Hardware requirements

ResourceDefault mode--low-vram
RAM~18 GB~18 GB
VRAM~5 GB~200–400 MB peak

Skip modules and config behavior

The conversion has two skip mechanisms: one for in-process replacement, one for reload behavior.

In-process replacement (replace_with_bnb_linear4bit):

  • Match uses short-name fragments against full dotted layer paths.
  • Matching fragments:
embed_tokens, embedding, lm_head, visual, vision_tower,
merger, multi_modal_projector, modality_projection, router

Notes:

  • Extra fragments (embedding, vision_tower, etc.) are harmless no-ops on Qwen3.5.
  • They are kept for compatibility if the converter is adapted to other model families.

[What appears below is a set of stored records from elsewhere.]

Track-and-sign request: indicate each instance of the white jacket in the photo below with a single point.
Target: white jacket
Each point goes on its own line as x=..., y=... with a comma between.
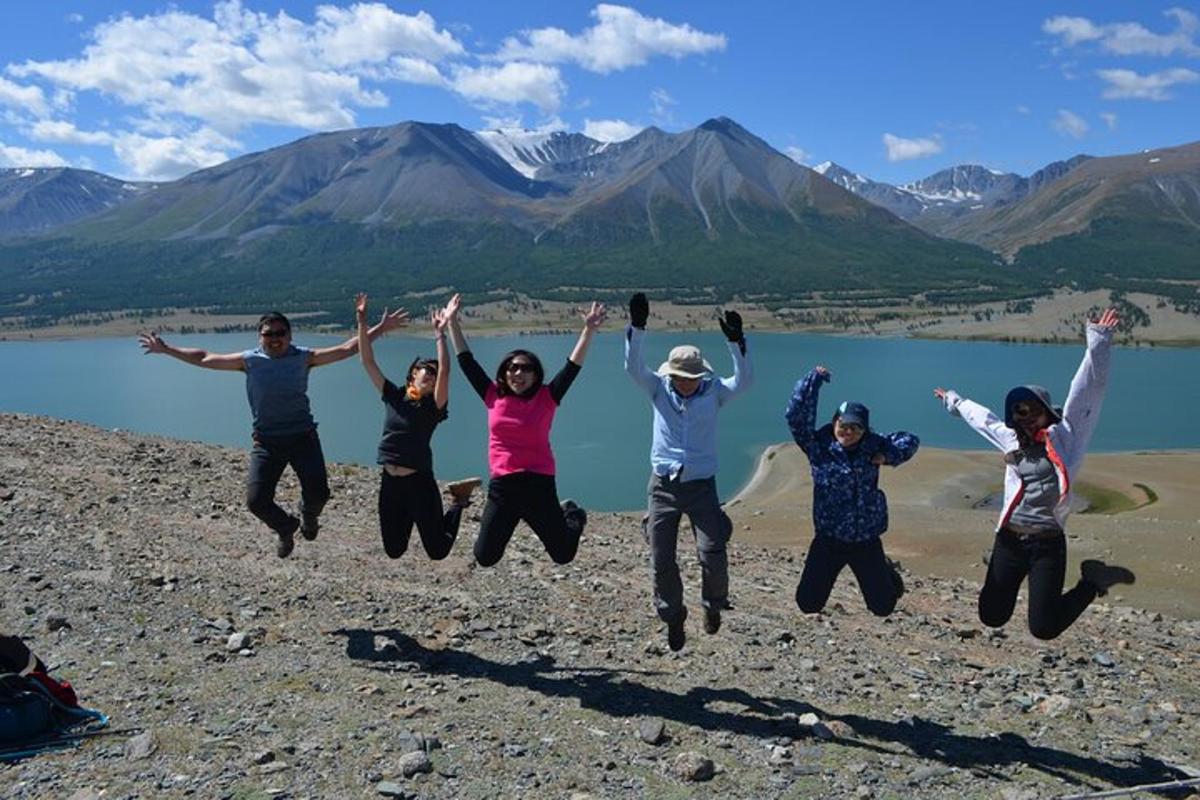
x=1067, y=439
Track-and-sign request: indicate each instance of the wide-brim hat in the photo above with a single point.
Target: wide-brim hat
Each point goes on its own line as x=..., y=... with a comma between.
x=685, y=361
x=1030, y=392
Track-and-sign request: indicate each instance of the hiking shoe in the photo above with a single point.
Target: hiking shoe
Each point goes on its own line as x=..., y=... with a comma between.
x=1103, y=576
x=460, y=491
x=287, y=539
x=676, y=635
x=309, y=527
x=897, y=581
x=573, y=511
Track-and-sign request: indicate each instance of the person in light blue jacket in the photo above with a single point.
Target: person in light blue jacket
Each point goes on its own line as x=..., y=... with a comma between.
x=850, y=512
x=687, y=398
x=1043, y=449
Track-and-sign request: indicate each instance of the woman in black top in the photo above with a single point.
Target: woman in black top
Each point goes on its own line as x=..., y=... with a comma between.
x=408, y=492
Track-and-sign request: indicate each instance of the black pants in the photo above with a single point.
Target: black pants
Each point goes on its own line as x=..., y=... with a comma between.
x=1044, y=560
x=827, y=558
x=268, y=458
x=415, y=499
x=532, y=498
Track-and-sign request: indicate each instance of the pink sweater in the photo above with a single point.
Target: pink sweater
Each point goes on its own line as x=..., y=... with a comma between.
x=519, y=432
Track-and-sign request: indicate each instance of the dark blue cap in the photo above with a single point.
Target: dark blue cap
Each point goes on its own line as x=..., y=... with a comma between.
x=853, y=414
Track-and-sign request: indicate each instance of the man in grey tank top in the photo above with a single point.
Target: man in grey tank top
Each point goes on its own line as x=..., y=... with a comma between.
x=283, y=429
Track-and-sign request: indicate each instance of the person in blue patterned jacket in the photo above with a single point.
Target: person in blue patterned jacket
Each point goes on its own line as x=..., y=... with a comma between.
x=850, y=512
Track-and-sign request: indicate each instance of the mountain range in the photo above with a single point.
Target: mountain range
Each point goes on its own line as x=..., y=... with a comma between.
x=702, y=215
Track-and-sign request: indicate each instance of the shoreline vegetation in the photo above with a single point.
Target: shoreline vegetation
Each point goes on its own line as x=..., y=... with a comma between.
x=1056, y=318
x=1135, y=509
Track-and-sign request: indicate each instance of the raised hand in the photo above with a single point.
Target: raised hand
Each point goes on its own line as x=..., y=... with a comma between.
x=453, y=306
x=390, y=322
x=151, y=343
x=595, y=317
x=1109, y=319
x=639, y=310
x=731, y=325
x=439, y=319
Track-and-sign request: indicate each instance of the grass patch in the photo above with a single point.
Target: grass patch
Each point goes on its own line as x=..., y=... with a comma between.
x=1103, y=500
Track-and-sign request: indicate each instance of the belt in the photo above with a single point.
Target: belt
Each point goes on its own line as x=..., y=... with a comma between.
x=1025, y=531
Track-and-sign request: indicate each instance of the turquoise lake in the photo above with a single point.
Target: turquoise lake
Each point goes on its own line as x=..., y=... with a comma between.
x=603, y=431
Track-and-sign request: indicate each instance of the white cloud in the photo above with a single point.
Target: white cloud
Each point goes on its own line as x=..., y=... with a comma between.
x=169, y=157
x=1069, y=124
x=621, y=38
x=611, y=130
x=1127, y=84
x=66, y=132
x=241, y=67
x=906, y=149
x=1129, y=38
x=13, y=156
x=30, y=98
x=372, y=32
x=799, y=155
x=516, y=82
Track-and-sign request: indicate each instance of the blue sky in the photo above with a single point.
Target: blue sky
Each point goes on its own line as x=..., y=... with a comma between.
x=143, y=89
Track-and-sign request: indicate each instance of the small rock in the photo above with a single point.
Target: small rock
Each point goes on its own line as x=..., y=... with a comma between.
x=691, y=767
x=652, y=731
x=57, y=623
x=413, y=763
x=141, y=746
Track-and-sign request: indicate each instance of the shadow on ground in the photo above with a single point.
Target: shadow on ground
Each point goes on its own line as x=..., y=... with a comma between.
x=616, y=693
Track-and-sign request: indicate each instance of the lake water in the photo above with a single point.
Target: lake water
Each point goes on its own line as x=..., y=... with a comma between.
x=603, y=431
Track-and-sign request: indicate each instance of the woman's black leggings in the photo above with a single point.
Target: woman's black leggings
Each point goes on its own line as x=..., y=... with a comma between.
x=533, y=498
x=1044, y=561
x=415, y=499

Reload behavior (config.json / quantization_config):

  • Uses exact model-tree paths so transformers applies skip rules on load.
  • Written value:
json
"llm_int8_skip_modules": [
    "lm_head",
    "model.visual",
    "model.language_model.embed_tokens"
]

Rules:

  • Short names (visual, etc.) are in-process only and are not written to config.
  • Transformers matches by prefix; model.visual covers the full visual tower.

Output examples

Verbose output

text
⏳ Replacing linear layers with BNB Linear4bit …
   └── skipped      model.visual
   └── skipped      model.language_model.embed_tokens
   └── skipped      lm_head
   186 layers replaced

Useful to confirm visual layers are correctly skipped (not quantized).

Example output

text
GPU : NVIDIA GeForce RTX 3070 Laptop GPU  |  VRAM : 7.7 GB free / 7.7 GB total  [before load]
⏳ Loading model into CPU RAM (bf16, no quantization yet) …
Loading weights: 100%|...| 473/473 [...]
✅ Model loaded into RAM.

⏳ Replacing linear layers with BNB Linear4bit …
   186 layers replaced

⏳ Moving to GPU (this triggers BNB nf4 quantization per layer) …
✅ Model quantized and on GPU.

GPU : NVIDIA GeForce RTX 3070 Laptop GPU  |  VRAM : 6.7 GB free / 7.7 GB total  [after quantize]
💾 Saving to './test/Qwen3.5-0.8B-bnb-4bit' …
✅ Done. Saved to: ./test/Qwen3.5-0.8B-bnb-4bit

Interpretation: conversion completed end-to-end (CPU load -> BNB replacement -> GPU quantization -> save).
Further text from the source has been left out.